3) Un pays sans le matériel suffisant pour la prévention du risque

Comme le signalent les experts les plus qualifiés, le virus se transmet presque uniquement par contact direct avec un contaminé dans un espace clos, c.-à-d. à la maison, dans les lieux de travail et dans les structures sanitaires pour les rasions auparavant évoqués. Mais voilà que le gouvernement apparemment très zélé à proclamer le confinement et inciter à la répression tous azimuts et meme le bannissement jusqu’à la chasse au pestiféré n’a pas de tout fermé les lieux de travail et n’a pensé qu’avec trop de retard à doter les structures sanitaires de moyens pour prévenir toute contagion. Le personnel sanitaire a rarement pu disposer des DPI (dispositif de protection individuel) et très souvent n’a pas pu être testé pour contrôler s’il était contaminé (ce qui était et est indispensable vu l’énorme quantité de contaminés et de morts parmi ce personnel -plus de 60 médecins morts). L’incapacité de repérer assez de masques s’est ajouté à celle de drainer tout le matériel utile aux structures sanitaires et à la sécurité de son personnel ainsi que de tous les personnels les plus exposés (ambulances et meme policiers etc.).
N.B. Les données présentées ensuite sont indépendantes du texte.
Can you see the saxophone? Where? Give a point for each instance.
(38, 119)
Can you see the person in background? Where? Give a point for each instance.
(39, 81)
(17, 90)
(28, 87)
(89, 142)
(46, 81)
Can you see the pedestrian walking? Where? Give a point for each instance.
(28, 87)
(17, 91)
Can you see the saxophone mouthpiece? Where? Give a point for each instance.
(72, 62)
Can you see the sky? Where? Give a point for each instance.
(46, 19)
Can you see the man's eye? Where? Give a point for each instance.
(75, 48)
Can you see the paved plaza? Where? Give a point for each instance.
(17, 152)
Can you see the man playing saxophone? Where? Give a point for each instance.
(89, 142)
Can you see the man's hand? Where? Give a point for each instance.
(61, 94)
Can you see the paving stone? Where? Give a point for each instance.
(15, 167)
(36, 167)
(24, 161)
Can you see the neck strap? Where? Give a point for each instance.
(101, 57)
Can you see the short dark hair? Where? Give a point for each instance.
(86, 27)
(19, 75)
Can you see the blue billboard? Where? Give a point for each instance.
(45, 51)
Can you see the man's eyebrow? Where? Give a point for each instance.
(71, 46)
C’est seulement le 4 Mars que les experts du gouvernement découvrent qu’une entreprise italienne, la Siare Engineering, produit des machines pulmonaires pour l’exportation (voir Carlo Tecce dans il Fatto Quotidiano). De meme auparavant on avait découvert qu’une entreprise de Brescia avait vendu 500 mille tampons aux Etats-Unis alors qu’en Italie manquent. Comme écrit Gianfranco Pancino, en Italie, comme en France, il y a un manque de tampons, mais aussi des laboratoires bien équipés pour faire le test. Le 24 Mars 290 cliniciens et chercheurs italiens ont signé une lettre pour un changement radicale de l’organisation des tests, lettre au chef du gouvernement et ai Gouverneurs des Régions, proposant de relier en réseau les labos de recherche pour réaliser les tests diagnostiques. Entretemps, on assiste à un déferlement des laboratoires privés qui proposent de test pour 100 euros ou plus. De meme il y a nombre de cliniques privées pour les nantis.
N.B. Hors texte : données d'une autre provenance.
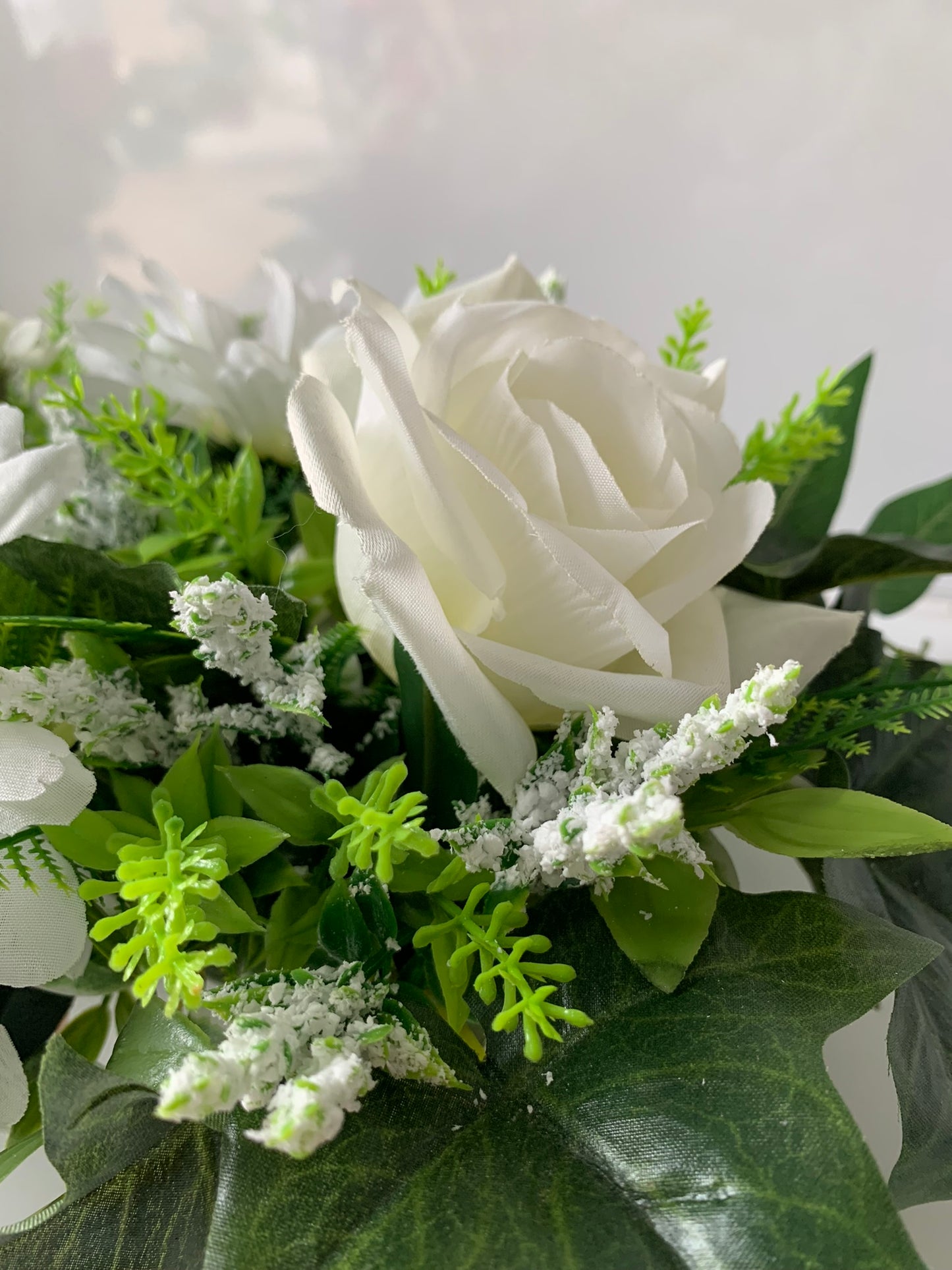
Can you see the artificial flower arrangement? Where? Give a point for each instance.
(378, 687)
4) Les travailleurs font grève : no au sacrifice de la santé et de la vie pour l’économie

Pour ce qui est des lieux de travail le gouvernement n’a suivi que la demande du patronat qui n’a pas voulu la fermeture totale des activités malgré toutes les autorités sanitaires l’ont réclamé tous les jours (voir article de Cécile Debarge). Ainsi malgré la promesse, plus de 73% des entreprises sont actives et c’est exactement cela qui explique pourquoi la pandémie a eu une énorme diffusion dans les provinces avec plus d’activités, à savoir la Lombardie, l’Emilie-Romagne, le Piémont, la région de Venise, la Toscane et meme la petite Ligurie (où on a des contaminés meme parmi les ouvrier qui travaillent au nouveau pont mais M. Renzo Piano a eu le culot de leur dire à travers le quotidien local : «travaillez en sécurité!» alors que les syndicats demandent la fermeture du chantier). Et voilà que ce sont les travailleurs qui spontanément ont déclenché la grève très suivie surprenant meme le syndicats et donnant au pays l’espoir qu’encore quelques-uns arrive à réagir pour défendre effectivement le droit à la protection de la vie (voir un récit de ses luttes en français sur Lundìmatin).  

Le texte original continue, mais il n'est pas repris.